Europe denies UK air pollution delay
28 June 2012 | Alan Bouquet | Carbon management, Europe
The EU could now impose fines on the UK for breaching its air quality targets, after the government proposal to delay air pollution improvements in 12 UK cities was declined by the EU. The UK has been slow in cutting its emission of NO2, which contributes towards acid rain and causes respiratory problems in humans. It also causes ozone layer depletion.
The emissions largely come from vehicles and can cause both heart and lung problems for some people. Government statistics have also revealed the emissions reduce life expectancy by up to eight months in the UK. London is the worst offender in terms of air quality, and is ranked as the poorest of all European capitals, but many other regions of the UK are also not meeting their emissions targets, and according to the government, are unlikely to meet their targets before the 2015 deadline.

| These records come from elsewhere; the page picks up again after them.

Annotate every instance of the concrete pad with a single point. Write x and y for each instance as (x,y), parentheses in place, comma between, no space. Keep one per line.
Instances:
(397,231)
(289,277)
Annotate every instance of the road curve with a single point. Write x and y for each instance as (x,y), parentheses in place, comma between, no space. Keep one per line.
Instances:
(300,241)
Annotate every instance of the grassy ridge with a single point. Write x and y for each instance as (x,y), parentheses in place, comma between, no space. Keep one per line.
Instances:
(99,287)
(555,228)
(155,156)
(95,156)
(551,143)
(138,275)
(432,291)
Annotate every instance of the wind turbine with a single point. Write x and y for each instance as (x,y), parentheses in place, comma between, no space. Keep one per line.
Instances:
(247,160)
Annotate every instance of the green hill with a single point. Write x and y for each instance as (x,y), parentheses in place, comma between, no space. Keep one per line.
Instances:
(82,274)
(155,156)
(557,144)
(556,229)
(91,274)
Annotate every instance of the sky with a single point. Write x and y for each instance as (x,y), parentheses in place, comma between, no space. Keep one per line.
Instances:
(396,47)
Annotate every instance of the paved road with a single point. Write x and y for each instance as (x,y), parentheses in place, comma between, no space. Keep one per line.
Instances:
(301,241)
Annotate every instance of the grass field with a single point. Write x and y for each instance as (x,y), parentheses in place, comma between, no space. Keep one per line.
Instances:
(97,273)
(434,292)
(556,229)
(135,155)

Despite the calls for a delay on action over the issue, the UK government has recognised the importance of cutting air pollution. Its own figures give the cost to the economy at around £20billion, more than obesity, but less than smoking. It is clear that the main reason for non-compliance is one of cost. To change the emission patterns of such a large swathe of the UK’s urban areas would be an expensive process, and despite the long term health benefits, the short term costs are likely to be more than the cash strapped government can currently bear.
There are however, some plans in the pipeline to improve the situation; it is hoped that a new nationwide network of low-emission zones, much like those in Germany, could be implemented. With a fine for the country now looking inevitable, it seems a low-emission network is the most logical solution.